Is there a way to exclude the Request files when running the Sync command? I'm currently running the Canvas Data CLI tool in Powershell if that helps. If there is no way to do it while running the Sync command, would removing the requests folder from the SaveLocation directory, or maybe removing the "Requests" object from the schema file achieve the same result?

@fmclind 

The fetch option allows you to specify a table to fetch, so you can run it multiple times to fetch every table besides the requests table. There is no option to sync to omit tables.

The schema is fetched as part of the sync process, so it wouldn't do any good to remove it there.

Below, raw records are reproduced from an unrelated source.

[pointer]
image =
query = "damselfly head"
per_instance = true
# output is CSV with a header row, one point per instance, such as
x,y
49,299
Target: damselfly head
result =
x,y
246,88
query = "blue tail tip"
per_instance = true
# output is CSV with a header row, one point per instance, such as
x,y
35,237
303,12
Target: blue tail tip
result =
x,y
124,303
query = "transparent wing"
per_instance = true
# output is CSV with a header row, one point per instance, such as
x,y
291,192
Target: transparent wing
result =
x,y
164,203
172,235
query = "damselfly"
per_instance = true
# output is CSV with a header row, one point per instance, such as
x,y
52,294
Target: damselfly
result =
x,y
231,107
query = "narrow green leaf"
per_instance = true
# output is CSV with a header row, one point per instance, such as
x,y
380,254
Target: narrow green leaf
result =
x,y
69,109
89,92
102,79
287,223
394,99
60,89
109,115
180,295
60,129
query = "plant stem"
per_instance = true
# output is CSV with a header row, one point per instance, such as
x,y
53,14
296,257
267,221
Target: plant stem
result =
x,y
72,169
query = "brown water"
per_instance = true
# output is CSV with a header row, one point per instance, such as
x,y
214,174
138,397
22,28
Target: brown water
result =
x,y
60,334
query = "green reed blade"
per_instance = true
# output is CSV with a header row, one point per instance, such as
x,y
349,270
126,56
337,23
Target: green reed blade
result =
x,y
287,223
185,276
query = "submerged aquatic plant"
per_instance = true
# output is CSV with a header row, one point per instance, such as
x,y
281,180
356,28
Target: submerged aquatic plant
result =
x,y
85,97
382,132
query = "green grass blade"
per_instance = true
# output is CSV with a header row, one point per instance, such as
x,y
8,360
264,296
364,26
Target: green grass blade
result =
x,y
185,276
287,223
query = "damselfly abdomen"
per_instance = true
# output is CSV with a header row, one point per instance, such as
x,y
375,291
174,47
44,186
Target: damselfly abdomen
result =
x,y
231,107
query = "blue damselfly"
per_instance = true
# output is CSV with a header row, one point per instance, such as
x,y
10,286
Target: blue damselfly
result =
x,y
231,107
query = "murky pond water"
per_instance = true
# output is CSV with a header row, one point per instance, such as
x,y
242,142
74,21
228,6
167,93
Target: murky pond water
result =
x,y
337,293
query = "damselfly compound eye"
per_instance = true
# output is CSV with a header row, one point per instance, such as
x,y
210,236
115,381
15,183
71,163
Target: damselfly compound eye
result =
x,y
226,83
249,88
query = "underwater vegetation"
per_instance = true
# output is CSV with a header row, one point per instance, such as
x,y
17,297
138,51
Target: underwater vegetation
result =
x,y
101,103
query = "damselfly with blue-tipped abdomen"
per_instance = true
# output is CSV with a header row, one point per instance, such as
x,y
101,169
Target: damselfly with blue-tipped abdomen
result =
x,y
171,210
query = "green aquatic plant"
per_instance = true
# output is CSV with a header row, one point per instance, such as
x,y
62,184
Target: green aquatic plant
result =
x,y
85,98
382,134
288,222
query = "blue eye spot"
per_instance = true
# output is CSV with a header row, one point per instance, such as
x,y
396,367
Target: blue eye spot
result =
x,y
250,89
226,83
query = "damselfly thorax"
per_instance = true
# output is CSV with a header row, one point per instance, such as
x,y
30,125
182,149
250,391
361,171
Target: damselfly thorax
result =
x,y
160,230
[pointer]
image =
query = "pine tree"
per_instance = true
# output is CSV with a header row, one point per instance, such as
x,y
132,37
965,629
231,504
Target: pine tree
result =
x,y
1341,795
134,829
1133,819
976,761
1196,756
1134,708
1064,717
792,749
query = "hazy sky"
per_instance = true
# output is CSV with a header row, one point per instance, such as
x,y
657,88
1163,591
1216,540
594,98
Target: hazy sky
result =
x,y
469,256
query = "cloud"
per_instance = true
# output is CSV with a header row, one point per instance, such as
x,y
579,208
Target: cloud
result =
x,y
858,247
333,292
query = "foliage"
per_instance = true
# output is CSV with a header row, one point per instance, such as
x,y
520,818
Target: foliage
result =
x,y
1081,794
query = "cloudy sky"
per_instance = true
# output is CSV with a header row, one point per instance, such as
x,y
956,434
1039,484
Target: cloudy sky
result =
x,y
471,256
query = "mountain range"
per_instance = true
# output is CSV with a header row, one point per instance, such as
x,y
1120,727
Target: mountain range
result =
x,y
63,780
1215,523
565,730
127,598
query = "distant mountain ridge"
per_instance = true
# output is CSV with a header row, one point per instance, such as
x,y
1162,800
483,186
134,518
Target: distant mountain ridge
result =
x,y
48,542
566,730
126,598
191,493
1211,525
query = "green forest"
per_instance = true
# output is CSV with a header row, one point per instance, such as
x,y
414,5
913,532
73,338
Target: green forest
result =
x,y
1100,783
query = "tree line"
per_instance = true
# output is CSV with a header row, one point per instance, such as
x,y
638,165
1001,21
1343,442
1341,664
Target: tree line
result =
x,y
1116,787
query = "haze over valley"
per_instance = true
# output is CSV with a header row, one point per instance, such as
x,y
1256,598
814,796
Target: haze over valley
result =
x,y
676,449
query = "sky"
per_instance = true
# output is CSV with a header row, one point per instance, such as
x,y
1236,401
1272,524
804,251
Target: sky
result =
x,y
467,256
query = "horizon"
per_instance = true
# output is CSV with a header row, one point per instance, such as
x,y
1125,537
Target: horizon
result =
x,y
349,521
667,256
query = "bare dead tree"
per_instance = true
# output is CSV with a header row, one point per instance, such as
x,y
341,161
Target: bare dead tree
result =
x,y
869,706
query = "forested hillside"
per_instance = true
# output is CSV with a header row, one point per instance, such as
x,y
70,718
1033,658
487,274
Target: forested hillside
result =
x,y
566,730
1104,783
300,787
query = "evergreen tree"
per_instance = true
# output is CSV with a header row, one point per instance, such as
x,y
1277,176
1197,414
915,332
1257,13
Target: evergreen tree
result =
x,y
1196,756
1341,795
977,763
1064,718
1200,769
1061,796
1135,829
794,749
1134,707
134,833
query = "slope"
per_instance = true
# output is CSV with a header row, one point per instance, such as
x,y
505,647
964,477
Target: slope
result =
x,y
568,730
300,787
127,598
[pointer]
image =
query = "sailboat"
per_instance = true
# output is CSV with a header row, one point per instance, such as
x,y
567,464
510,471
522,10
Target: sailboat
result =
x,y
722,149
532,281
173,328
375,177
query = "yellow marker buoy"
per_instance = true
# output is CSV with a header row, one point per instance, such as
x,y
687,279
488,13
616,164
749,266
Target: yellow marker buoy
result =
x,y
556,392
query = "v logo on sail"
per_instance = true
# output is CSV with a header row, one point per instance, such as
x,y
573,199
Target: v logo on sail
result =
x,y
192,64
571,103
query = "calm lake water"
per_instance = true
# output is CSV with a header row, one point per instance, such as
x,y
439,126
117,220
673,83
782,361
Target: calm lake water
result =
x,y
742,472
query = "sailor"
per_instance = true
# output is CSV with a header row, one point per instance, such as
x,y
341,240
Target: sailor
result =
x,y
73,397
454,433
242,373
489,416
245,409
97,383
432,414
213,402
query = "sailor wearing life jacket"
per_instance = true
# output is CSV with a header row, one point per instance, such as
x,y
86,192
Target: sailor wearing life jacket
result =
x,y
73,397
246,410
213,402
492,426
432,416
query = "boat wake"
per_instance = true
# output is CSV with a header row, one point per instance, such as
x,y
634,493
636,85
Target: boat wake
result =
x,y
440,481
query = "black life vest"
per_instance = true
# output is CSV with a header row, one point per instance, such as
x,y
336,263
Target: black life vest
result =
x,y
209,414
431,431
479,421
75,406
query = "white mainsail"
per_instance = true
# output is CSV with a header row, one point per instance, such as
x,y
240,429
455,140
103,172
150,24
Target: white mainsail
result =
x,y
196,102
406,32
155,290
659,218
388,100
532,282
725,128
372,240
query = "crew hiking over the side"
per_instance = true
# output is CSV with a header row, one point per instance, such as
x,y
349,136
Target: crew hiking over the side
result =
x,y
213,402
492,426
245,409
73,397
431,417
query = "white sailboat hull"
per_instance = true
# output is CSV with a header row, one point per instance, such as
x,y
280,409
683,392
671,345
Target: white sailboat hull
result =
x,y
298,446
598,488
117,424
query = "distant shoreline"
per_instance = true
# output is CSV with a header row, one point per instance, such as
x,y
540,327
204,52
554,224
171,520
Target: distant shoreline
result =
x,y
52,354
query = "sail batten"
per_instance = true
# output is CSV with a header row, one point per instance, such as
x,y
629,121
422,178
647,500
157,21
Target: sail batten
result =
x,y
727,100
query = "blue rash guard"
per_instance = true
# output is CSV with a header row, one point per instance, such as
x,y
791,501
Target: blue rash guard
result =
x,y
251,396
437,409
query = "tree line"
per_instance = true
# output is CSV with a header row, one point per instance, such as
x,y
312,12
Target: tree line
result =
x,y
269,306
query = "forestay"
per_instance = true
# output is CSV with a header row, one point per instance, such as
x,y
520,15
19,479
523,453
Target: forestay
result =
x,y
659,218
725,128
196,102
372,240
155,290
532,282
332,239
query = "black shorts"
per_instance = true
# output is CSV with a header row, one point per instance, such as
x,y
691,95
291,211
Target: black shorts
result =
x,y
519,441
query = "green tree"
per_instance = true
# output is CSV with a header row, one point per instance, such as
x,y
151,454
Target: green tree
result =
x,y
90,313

If the requests folder is missing, the tool will re-create it and attempt to download all of the information. Some people have replaced the files with 0 byte files with the same name to keep the storage requirements down, but it would still need to download it the first time.

The source code is JavaScript and one option is to go into the code and specifically keep requests from downloading. I haven't tested this, but the processFile function in Sync.js file seems like a good place to do a match on the filename and return if it matched requests rather than continuing.

@James I'm new to this CLI and API functionality but I'm hitting a stumbling block. Step 4 asks to create a data portal key and secret, but I don't see that option anywhere.

Additionally, the names to some of these features seem to have changed? In the documentation it's 'Canvas Data Portal' but ours is listed as just 'Data Services'.

Am I in the wrong spot? Who can I contact to get additional support? Thanks!

@Ramiro-Landeros 

You will need to contact your CSM to enable Canvas Data Portal for you. Refer to this article for more information https://community.canvaslms.com/t5/Admin-Guide/What-is-Canvas-Data-Services/ta-p/142

 

re: Canvas Data CLI for Canvas Data 1.  Is there a way to download data from Beta site instead of production?  We're onboarding with Canvas and want to create test data in Canvas Beta site to see how it gets saved in CD1.  (We're tracking CD2 on the way, but we do not yet have access yet.)